Gone are the men like Theodore Roosevelt who said:
“It is not the critic who counts; not the man who points out how the strong man stumbles, or where the doer of deeds could have done them better. The credit belongs to the man who is actually in the arena, whose face is marred by dust and sweat and blood; who strives valiantly; who errs, who comes short again and again, because there is no effort without error and shortcoming; but who does actually strive to do the deeds; who knows great enthusiasms, the great devotions; who spends himself in a worthy cause; who at the best knows in the end the triumph of high achievement, and who at the worst, if he fails, at least fails while daring greatly, so that his place shall never be with those cold and timid souls who neither know victory nor defeat.”

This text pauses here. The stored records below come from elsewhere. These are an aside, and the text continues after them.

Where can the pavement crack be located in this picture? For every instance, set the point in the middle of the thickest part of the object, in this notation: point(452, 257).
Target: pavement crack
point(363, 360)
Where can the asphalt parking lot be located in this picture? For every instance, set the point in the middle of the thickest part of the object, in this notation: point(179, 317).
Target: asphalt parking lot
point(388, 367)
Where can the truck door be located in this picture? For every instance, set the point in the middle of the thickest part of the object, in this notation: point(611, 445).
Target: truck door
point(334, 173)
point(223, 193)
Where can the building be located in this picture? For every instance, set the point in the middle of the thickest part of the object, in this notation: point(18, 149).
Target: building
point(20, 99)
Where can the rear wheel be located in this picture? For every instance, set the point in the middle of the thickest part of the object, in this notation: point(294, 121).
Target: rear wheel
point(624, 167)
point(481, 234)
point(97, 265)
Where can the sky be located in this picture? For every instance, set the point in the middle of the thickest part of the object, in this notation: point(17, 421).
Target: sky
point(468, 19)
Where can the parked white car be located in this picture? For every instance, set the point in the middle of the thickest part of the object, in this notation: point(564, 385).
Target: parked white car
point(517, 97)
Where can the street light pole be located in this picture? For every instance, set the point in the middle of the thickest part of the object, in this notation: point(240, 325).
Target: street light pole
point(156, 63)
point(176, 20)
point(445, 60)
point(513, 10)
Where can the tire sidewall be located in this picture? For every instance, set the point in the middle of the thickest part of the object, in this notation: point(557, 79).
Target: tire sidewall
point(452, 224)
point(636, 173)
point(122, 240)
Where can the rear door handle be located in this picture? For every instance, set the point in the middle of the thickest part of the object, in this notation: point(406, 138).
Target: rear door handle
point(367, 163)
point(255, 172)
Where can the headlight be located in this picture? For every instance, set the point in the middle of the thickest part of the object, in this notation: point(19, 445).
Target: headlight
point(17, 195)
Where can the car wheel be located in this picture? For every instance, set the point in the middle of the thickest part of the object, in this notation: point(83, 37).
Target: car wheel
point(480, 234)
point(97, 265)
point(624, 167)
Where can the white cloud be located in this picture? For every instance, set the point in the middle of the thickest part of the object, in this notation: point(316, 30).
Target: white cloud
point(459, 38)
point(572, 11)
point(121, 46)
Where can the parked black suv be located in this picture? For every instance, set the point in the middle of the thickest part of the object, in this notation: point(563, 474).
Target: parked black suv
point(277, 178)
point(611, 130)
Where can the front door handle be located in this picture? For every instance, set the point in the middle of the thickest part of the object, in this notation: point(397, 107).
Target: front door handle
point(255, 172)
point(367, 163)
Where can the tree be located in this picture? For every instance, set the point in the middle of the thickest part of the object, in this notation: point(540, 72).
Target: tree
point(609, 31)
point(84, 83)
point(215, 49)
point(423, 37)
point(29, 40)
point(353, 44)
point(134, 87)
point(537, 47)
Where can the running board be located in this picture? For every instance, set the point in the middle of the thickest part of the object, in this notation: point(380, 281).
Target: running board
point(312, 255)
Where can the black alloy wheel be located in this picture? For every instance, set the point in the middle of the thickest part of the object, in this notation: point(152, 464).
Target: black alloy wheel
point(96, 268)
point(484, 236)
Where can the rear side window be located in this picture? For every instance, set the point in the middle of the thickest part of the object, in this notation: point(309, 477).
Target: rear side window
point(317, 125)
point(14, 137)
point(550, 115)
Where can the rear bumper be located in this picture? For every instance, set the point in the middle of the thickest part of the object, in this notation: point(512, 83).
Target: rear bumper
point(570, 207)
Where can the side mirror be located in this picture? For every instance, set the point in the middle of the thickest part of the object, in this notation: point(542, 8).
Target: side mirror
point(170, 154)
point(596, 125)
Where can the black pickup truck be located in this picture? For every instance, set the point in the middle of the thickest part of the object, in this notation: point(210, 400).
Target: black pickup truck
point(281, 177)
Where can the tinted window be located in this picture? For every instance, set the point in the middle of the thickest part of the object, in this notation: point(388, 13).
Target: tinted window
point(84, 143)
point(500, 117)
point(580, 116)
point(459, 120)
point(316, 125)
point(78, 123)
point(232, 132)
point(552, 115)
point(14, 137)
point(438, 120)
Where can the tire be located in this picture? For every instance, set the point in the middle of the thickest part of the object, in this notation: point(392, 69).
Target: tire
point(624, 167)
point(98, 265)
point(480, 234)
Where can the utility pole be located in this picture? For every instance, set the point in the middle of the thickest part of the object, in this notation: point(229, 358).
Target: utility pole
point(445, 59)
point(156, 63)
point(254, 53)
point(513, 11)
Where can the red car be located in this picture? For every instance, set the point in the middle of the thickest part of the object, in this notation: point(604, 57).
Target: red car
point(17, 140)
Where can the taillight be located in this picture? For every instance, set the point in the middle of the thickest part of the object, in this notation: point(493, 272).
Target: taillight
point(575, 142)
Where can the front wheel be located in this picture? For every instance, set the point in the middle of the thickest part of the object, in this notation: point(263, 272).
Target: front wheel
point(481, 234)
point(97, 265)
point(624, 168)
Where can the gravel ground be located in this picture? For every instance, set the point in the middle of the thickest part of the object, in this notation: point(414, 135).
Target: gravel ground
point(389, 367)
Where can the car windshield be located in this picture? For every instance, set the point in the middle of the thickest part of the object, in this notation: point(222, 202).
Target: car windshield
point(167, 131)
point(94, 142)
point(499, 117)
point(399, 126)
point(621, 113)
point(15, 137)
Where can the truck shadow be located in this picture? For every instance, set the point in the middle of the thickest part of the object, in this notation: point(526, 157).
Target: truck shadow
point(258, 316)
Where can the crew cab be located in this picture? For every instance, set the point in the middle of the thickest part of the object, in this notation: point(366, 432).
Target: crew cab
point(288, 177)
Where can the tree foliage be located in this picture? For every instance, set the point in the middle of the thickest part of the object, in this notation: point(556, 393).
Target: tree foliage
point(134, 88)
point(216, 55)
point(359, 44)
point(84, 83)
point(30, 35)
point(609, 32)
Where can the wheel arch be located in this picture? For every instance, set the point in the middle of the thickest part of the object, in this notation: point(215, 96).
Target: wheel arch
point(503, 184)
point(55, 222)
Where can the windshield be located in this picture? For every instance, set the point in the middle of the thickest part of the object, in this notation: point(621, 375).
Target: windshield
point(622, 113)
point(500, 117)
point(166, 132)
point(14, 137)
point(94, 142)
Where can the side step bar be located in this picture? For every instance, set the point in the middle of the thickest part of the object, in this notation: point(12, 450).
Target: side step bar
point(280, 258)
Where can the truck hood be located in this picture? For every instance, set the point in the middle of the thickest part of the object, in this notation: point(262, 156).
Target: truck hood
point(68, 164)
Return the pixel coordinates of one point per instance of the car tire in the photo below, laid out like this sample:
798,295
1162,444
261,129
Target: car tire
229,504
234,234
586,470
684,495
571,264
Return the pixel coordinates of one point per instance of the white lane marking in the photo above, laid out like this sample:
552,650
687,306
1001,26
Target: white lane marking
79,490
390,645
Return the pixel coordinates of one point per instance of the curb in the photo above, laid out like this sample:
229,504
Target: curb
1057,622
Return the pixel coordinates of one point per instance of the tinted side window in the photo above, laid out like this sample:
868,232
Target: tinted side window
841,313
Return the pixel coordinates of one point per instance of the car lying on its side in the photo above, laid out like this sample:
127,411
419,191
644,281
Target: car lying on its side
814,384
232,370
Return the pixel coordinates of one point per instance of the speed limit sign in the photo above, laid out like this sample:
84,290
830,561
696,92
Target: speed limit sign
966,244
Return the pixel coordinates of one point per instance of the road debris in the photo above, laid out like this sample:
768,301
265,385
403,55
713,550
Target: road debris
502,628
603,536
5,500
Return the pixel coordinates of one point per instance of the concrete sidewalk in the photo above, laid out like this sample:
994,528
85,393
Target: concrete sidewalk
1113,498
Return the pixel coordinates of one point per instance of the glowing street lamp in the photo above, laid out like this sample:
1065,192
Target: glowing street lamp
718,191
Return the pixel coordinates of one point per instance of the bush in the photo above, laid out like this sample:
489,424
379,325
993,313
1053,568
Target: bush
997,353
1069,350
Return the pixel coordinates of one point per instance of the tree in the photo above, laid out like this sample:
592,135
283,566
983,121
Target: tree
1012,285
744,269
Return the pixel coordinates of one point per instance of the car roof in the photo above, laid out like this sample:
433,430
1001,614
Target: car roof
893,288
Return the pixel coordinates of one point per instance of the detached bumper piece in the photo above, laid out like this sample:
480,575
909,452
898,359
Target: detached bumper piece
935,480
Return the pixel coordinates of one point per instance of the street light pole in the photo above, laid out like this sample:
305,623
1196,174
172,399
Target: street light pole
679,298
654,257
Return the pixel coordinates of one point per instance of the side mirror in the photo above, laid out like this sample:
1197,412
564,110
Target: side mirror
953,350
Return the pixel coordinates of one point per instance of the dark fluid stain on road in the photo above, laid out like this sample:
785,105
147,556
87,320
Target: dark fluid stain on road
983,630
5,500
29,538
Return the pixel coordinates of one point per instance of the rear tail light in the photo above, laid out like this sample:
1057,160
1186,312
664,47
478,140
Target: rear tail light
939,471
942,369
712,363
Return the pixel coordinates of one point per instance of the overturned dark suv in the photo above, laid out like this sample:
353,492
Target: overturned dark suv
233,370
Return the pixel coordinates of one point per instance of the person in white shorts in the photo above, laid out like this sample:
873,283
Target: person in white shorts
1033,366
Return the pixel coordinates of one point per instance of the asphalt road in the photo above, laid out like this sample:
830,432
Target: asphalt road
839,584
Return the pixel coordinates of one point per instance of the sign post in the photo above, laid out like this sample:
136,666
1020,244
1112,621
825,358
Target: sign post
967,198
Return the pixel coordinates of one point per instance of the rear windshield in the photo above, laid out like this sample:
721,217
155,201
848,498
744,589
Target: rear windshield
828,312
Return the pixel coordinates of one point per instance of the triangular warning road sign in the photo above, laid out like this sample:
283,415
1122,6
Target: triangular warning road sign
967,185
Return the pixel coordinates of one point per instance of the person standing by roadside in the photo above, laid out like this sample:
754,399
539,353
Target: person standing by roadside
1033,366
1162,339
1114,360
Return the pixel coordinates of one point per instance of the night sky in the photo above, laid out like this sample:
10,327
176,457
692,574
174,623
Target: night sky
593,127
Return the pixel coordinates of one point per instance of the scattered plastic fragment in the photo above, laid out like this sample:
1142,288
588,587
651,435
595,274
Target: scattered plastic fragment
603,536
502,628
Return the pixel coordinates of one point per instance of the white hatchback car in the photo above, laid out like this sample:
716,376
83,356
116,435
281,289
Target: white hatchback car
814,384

Theodore Roosevelt was a real man. He knew how to stare down his opponent, and knock him down if needed, he was always faithful to his family and country, his endurance was almost superhuman, and his character was of utmost importance to him. We need more men like him, men who have bold ambition without walking over everyone in their way, who stand back up no matter how many times they are knocked down, and put his priorities in their place.
Some final clarification from another man:
IF
– by Rudyard Kipling
If you can keep your head when all about you
Are losing theirs and blaming it on you;
If you can trust yourself when all men doubt you,
But make allowance for their doubting too;
If you can wait and not be tired by waiting,
Or, being lied about, don’t deal in lies,
Or, being hated, don’t give way to hating,
And yet don’t look too good, nor talk too wise;
If you can dream - and not make dreams your master;
If you can think - and not make thoughts your aim;
If you can meet with triumph and disaster
And treat those two imposters just the same;
If you can bear to hear the truth you’ve spoken
Twisted by knaves to make a trap for fools,
Or watch the things you gave your life to broken,
And stoop and build ‘em up with wornout tools;
If you can make one heap of all your winnings
And risk it on one turn of pitch-and-toss,
And lose, and start again at your beginnings
And never breath a word about your loss;
If you can force your heart and nerve and sinew
To serve your turn long after they are gone,
And so hold on when there is nothing in you
Except the Will which says to them: “Hold on”;
If you can talk with crowds and keep your virtue,
Or walk with kings - nor lose the common touch;
If neither foes nor loving friends can hurt you;
If all men count with you, but none too much;
If you can fill the unforgiving minute
With sixty seconds’ worth of distance run -
Yours is the Earth and everything that’s in it,
And - which is more - you’ll be a Man my son!
By the way: I am mostly addressing external characteristics here. I realize, for any who may be concerned that I am not addressing the fact that a man should be able to help around the house, take care of himself, etc. I have also not addressed the heart issues of what a man should be to his wife, as commanded in the scriptures - those are of course of utmost importance, but they are just not the subject of this post.